Figure 2: Architecture of neural networks used in the study.

Download full-size image

DOI: 10.7717/peerj-cs.1622/fig-2

Each of the models in the proposed ensemble learning approach receives feature values concurrently and predicts the class label (allergen or not). The prediction results of the base models are then combined together using majority voting, the output of which gives the final predicted class label for the input values. In majority voting, the class label that receives the most votes becomes the ensemble’s prediction for that instance. We have used majority voting because it lowers the likelihood of overfitting, boosts model stability, and increases prediction accuracy (Polikar, 2012).

Results and discussion

The performance analysis of the proposed model and other machine learning and deep learning models on the dataset was implemented using Python 3.10 with scikit-learn, PyTorch and other related packages on 1.6 GHz Intel Core i5 with 12 GB of RAM. The dataset was divided into training and testing set by random selection of feature values. The training and testing datasets contained 3,397 and 1,457 respectively, randomly selected entries.

Performance parameters

In order to evaluate the performance of each learning model, we have trained each model on the training dataset and tested it on the testing dataset. The test results were calculated using confusion matrix (as shown in Table 2).

Table 2:

Confusion matrix.

Actual value	Predicted value
	Allergen	Non-allergen
Allergen	True positive (TP)	False negative (FN)
Non-allergen	False positive (FP)	True negative (TN)

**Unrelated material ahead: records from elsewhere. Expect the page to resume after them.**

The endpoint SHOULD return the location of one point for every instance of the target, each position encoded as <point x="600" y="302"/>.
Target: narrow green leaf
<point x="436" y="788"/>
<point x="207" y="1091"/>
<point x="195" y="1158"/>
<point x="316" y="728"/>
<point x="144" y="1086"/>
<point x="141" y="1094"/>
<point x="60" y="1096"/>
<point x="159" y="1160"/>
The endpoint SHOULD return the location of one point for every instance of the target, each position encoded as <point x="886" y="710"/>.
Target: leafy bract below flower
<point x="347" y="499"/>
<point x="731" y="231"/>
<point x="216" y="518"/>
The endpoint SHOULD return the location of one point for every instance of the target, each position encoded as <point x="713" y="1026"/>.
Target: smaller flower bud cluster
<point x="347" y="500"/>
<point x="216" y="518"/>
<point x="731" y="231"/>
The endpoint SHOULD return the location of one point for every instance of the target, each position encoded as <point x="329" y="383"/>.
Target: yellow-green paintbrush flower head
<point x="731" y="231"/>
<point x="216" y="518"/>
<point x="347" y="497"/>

DOI: 10.7717/peerj-cs.1622/table-2

Once the confusion matrix for each model on the testing dataset was evaluated, then the below-mentioned parameters were calculated to further analyze the performance:

(2) $A c c u r a c y = \frac{T P + T N}{T P + F N + F P + T N}$

(3) $F 1 - s c o r e = \frac{2 * T P}{2 * T P + F P + F N}$

(4) $F a l s e A l a r m R a t e = \frac{F P}{T N + F P}$

(5) $S p e c i f i c i t y = \frac{T N}{T N + F P}$

(6) $M C C = \frac{(T P * T N) - (F P * F N)}{\sqrt{(T P + F N) * (T P + F P) * (T N + F P) * (T N + F N)}}$

Apart from the above mentioned parameters, we have also plotted Receiver Operating Characteristic (ROC) curve and Precision-Recall (PR) curve, and calculated Area Under the Curves (AUC). The training and testing time was also noted during the analysis.

Result analysis

In the study, we have also used deep learning models (MLP and DBN) for allergen classification. The loss occurred during training of these models with varying epoch is shown in Fig. 3. The figure shows that as the number of epochs increase, the training loss for both the models decrease and attain a minimum values of 5% (approx.). This reduced value of training loss indicates the effective training of deep learning models.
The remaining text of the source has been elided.